Quanto à comoção, ela é compreensível. A imagem de um edifício de 24 andares em chamas é pavorosa. Assistir á sua queda em meio ao trabalho dos bombeiros, idem.
 
Particularmente senti bastante a tragédia. Trabalhei perto daquela região, mais exatamente na Barão de Itapetininga, nos anos 90. Andei muito pelo trecho do Largo do Payssandu, local cheio de bares, lanchonetes e prédios históricos. Quando vou á São Paulo, me hospedo em um hotel a menos de dois quarteirões do local da tragédia.
 
Paralela à comoção, vem á reflexão sobre as famílias que ocupavam o prédio abandonado, antiga sede da Polícia Federal de SP. Eram famílias de pessoas Sem Teto, ou seja, que não tinham - e não têm - onde morar e por razões diversas não têm como morar na periferia paulistana.
 
A tragédia do déficit habitacional brasileiro é antiga.

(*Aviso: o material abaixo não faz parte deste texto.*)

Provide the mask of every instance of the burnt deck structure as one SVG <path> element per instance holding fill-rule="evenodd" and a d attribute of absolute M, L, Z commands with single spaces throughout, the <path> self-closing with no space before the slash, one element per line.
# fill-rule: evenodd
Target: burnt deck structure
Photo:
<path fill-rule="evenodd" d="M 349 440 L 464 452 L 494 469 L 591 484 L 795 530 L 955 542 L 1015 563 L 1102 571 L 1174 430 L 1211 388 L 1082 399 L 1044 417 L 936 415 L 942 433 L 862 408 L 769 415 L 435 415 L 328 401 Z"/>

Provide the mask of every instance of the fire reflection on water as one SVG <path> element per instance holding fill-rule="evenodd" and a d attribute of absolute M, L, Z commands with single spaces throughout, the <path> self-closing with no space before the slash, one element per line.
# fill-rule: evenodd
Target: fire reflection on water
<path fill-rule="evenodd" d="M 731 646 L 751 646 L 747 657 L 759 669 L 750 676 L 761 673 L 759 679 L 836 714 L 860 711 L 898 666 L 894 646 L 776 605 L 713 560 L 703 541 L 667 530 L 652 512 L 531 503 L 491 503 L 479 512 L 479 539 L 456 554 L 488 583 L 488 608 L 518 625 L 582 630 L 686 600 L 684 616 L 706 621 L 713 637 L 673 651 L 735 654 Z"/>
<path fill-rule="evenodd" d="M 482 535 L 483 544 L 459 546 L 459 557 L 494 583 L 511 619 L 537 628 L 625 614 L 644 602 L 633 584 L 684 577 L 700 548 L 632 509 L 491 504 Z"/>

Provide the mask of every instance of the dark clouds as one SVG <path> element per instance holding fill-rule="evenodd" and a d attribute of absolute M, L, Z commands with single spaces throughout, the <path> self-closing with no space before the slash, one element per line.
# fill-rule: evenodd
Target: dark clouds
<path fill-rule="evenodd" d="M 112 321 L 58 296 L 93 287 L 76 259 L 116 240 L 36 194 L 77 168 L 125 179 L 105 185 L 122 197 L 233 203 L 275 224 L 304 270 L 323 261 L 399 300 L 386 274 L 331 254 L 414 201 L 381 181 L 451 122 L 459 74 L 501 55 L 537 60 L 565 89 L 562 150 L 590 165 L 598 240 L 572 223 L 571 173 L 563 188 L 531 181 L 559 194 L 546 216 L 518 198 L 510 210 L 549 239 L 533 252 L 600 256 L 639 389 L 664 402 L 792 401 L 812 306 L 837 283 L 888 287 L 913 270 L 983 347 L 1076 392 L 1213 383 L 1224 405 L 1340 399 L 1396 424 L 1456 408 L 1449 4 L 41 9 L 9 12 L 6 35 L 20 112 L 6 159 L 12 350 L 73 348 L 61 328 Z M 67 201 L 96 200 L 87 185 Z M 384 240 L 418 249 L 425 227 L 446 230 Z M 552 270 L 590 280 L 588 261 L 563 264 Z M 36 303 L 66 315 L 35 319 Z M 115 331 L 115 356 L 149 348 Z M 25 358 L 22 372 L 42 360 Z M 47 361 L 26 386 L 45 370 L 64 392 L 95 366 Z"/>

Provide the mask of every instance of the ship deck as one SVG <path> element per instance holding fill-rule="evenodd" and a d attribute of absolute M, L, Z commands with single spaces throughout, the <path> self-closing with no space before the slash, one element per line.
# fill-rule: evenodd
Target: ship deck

Foi minimizada com o programa Minha Casa, Minha Vida, mas continua sendo de extrema gravidade principalmente nos centros urbanos.
 
E além da gravidade, ganha conotação de ironia, farsa e revolta quando lembramos que a tragédia do prédio ocorre meses depois do esperneio dos juízes brasileiros pela manutenção do Auxílio-Moradia, um acinte legal na qual magistrados tem direito a mais de 4 mil reais para "terem condições de moradia digna". Os juízes que tem salários dez ou vinte vezes maiores que o salário-mínimo e a média do trabalhador brasileiro,
 
Pior: Muitos juízes simplesmente tem imóveis próprios na comarca onde trabalham, ou seja, não necessitam do auxílio e deveriam, eticamente, abdicar dele.
 
Pelo contrário, lutam pela manutenção do auxílio, que é legal, mas, é imoral.
 
Tão imoral quanto o ódio de internautas pelos ocupantes do prédio incendiado, que não são "vagabundos", como escreveram muitos deles, ou "criminosos", como definiu o ex-prefeito de SP, João Dória. São trabalhadores, pais e mãe de família que tiram seu sustento nas ruas do Centro de São Paulo. E que merecem respeito, além de moradia.
 
Em um país que paga a mais para juízes que têm imóveis.
 
Pobre Brasil de tantas contradições.